Business events are Oracle's publish/subscribe mechanism. When something changes in Fusion (a PO is approved, an invoice is created), the system raises an event. You can subscribe to these events to trigger downstream workflows. Outbound business events can invoke web services or send messages, but they require Oracle Integration Cloud (OIC) for third-party integrations.
BICC (Business Intelligence Cloud Connector) is built for large-volume data extraction from ERP and SCM. If you need to sync historical data or run incremental extracts, BICC is more appropriate than the REST APIs.

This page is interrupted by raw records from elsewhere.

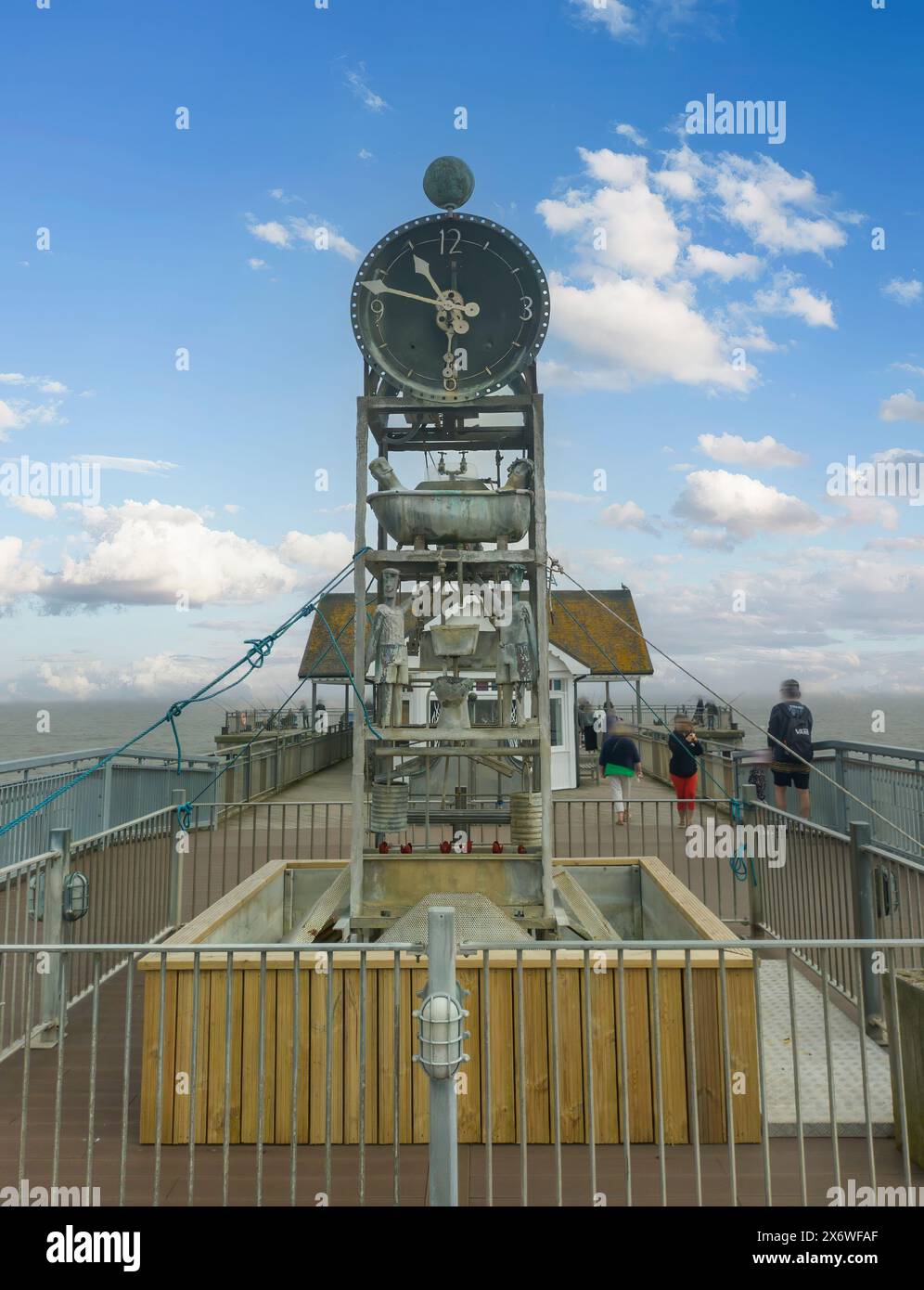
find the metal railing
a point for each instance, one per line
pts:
(303, 717)
(664, 714)
(333, 1110)
(138, 783)
(886, 780)
(830, 885)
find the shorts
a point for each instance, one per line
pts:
(619, 787)
(784, 778)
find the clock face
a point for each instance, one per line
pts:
(450, 306)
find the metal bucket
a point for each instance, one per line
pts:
(388, 813)
(526, 819)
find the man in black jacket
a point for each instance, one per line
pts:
(790, 727)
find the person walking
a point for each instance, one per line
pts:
(620, 764)
(789, 731)
(683, 768)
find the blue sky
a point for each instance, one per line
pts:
(303, 118)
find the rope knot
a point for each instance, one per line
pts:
(259, 651)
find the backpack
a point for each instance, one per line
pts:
(798, 730)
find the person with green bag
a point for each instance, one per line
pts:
(620, 764)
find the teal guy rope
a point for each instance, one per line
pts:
(254, 658)
(185, 809)
(352, 681)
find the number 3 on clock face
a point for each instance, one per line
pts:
(450, 307)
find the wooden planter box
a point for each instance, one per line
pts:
(585, 1041)
(905, 1005)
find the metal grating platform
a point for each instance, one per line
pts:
(477, 919)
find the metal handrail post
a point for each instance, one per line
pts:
(53, 933)
(863, 893)
(755, 889)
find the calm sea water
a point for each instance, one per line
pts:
(96, 724)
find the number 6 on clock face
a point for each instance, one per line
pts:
(441, 277)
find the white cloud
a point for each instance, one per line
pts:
(740, 507)
(8, 419)
(19, 575)
(563, 496)
(626, 515)
(272, 231)
(778, 211)
(39, 507)
(706, 260)
(288, 199)
(735, 450)
(630, 330)
(678, 184)
(788, 298)
(321, 552)
(358, 83)
(867, 510)
(641, 234)
(628, 307)
(903, 406)
(311, 231)
(904, 290)
(314, 232)
(40, 414)
(615, 17)
(149, 552)
(630, 133)
(132, 465)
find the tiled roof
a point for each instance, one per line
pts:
(576, 625)
(589, 634)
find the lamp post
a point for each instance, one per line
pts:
(441, 1031)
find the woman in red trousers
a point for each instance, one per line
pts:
(685, 748)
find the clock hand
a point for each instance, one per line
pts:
(424, 270)
(377, 287)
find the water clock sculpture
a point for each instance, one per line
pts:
(450, 311)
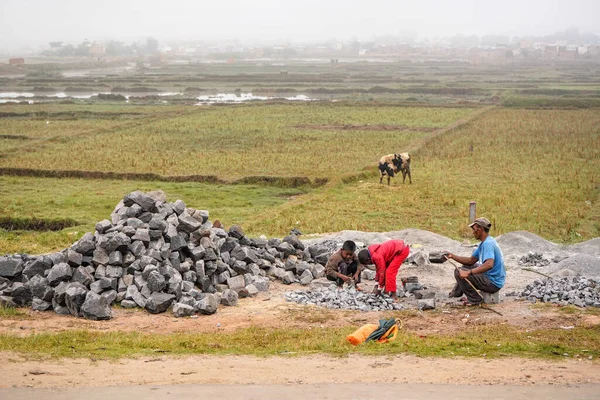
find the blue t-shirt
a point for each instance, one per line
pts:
(489, 249)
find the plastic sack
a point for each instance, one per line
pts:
(361, 334)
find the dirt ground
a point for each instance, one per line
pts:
(316, 369)
(271, 310)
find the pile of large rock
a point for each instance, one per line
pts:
(578, 291)
(334, 298)
(154, 254)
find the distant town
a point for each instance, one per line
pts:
(489, 50)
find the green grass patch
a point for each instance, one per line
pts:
(36, 224)
(551, 102)
(90, 201)
(12, 312)
(497, 341)
(240, 141)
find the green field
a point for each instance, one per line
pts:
(534, 130)
(233, 142)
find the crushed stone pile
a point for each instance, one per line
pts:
(156, 255)
(333, 298)
(533, 260)
(578, 291)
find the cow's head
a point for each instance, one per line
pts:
(397, 161)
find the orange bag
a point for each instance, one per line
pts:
(361, 334)
(390, 335)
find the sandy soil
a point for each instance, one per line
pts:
(291, 370)
(271, 310)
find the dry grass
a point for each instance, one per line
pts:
(530, 170)
(487, 341)
(234, 142)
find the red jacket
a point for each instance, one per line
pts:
(386, 255)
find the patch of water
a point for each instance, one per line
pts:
(235, 98)
(14, 97)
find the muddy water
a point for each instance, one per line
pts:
(233, 98)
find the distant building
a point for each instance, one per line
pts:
(97, 50)
(565, 52)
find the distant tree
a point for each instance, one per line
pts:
(494, 40)
(151, 45)
(116, 48)
(82, 50)
(465, 41)
(66, 51)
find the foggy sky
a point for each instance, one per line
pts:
(35, 22)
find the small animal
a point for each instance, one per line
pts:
(392, 163)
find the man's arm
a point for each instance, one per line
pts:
(332, 269)
(486, 266)
(463, 260)
(379, 268)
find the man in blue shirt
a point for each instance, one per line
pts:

The general rule: use REST APIs for real-time reads and writes of individual records. Use FBDI for bulk imports. Use BICC for bulk exports. Use business events for event-driven workflows.
Common pitfalls
A few things that trip up most developers building Oracle Fusion integrations for the first time:
POST operations have a record limit. Oracle recommends limiting POST operations to a maximum of 500 records per request. Exceeding this can lead to timeouts or partial failures.
Not all operations are supported on every resource. If a GET works but a PATCH doesn't, check whether the resource supports that method. Some resources are read-only. When an operation isn't available, Oracle's documentation usually points you to alternatives like SOAP services or FBDI.
Security roles and permission groups. Access to the API isn't just about authentication. The user or service account needs the right job roles assigned in the Fusion Security Console. For v1/BOSS APIs specifically, the roles also need permission groups enabled. Without these, you'll get 403 errors that can be difficult to troubleshoot.
Content-Type headers matter. Oracle Fusion APIs often expect application/vnd.oracle.adf.resourceitem+json rather than a plain application/json. Using the wrong content type can result in cryptic error responses.
Nested/child resources return limited data by default. When you fetch a parent resource, child data may not be included unless you explicitly expand it using the expand query parameter or request specific fields with fields.
Rate limiting is per user, not per application. If multiple systems share the same integration user, they share the same rate limit pool.
Using a unified API to simplify Oracle Fusion integrations
Building direct integrations to Oracle Fusion works, but the authentication setup, permission management, and pillar-specific API differences add up fast, especially if your product also needs to integrate with other ERPs, accounting platforms, or HRIS systems.
Unified API platforms can abstract away the Oracle-specific complexity and give you a single interface that works across Oracle Fusion and dozens of other connectors. Instead of managing OAuth flows, permission groups, and content-type quirks for each system, you authenticate once and use a normalized data model.
This is particularly useful if you're integrating accounting, HRIS, or CRM data across customers who may be running Oracle Fusion, NetSuite, SAP, Workday, or QuickBooks. Rather than building and maintaining separate integrations for each, a unified API lets you build once and support all of them.